BACKGROUND AND AIMS
Globally, cardiovascular diseases remain the leading cause of death, taking an estimated 17.9 million lives each year. It is projected that the global burden of cardiovascular diseases will continue to rise.1,2 The majority of patients with cardiovascular diseases have a significant symptom burden with comorbidities, and often have a progressive course towards end-stage disease and, ultimately, death.2 For this reason, early integration of palliative care into the care of cardiovascular patients is recommended.3,4 However, palliative care has not yet become an integral part of care for patients with cardiovascular diseases, as only a small proportion of patients are referred for palliative care consultations. Furthermore, referral often occurs too late in the disease course.2,5,6 In order to improve the rate of referral to palliative care by cardiologists, there is a need to scrutinise current referral practices to palliative care from the cardiology department. Therefore, the present study aimed to examine the time between referral to palliative care and death; the clinical profile of patients referred; and the place of death of patients with cardiovascular diseases who were referred to palliative care from the cardiology department, using data from 2010–2020.
MATERIALS AND METHODS
This retrospective descriptive study included all patients who were referred to the Mobile Palliative Care Team from the cardiology unit in the large University Hospital Besançon, France, between 2010–2020. The following information was extracted from the medical hospital files: date of first referral to the palliative care team; vital status (alive/dead) at the study cut-off date (31st December 2020); sex; date of birth; main underlying disease; the motive for hospitalisation at the time the palliative care team was contacted; and for patients who died, their date of death, cause of death, and place of death.

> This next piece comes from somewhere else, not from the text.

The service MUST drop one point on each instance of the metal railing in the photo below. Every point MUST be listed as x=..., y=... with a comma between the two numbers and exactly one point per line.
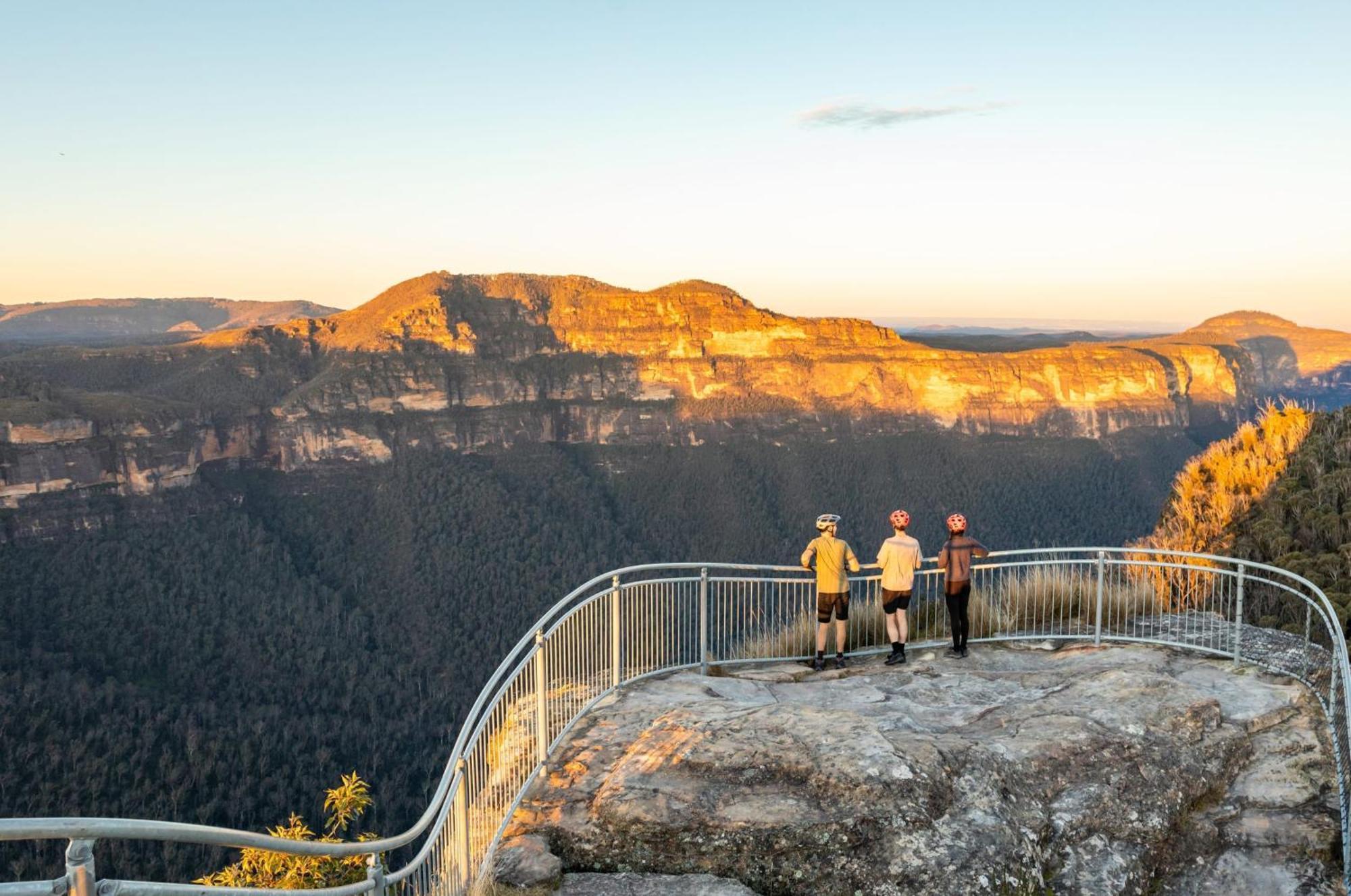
x=649, y=620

Of the 142 included patients, 134 (94%) died, and 8 (6%) were still alive as of July 2022. The mean age at the time of death was 75±14 years. The median time between referral to palliative care and death was 9 days (first quartile, third quartile: 2, 37.5; range: 0–5.8 years). The number of referrals from the cardiology department per year did not increase over time. As the main life-limiting disease, most patients had chronic heart failure (54%), followed by other cardiovascular diseases (valve, acute coronary syndrome, congenital, or stroke [20%]), and cancer (14%). The main motives for hospitalisation at the time the palliative care team was contacted were acute decompensation of heart failure (72%), acute coronary syndrome (11%), and infective endocarditis or pulmonary embolism (9%). The place of death was available for 118 patients (Figure 1). The majority of patients (n=73; 54%) died in the cardiology department of University Hospital Besançon, 14 patients (10%) died in the palliative care unit, and only 17 patients (13%) died at home.
This study showed that referral of patients to palliative care from the cardiology department is suboptimal, as the referral is often only initiated very close to the time of death. In addition, a large proportion of patients still die in the hospital setting. It is noteworthy that palliative care is mainly provided to paitents with heart failure after acute decompensation. Further prospective studies are warranted to investigate whether these dispositions correspond to patients’ wishes and end-of-life care needs, and future studies should investigate how the integration of palliative care into the care of patients with cardiovascular diseases can be improved.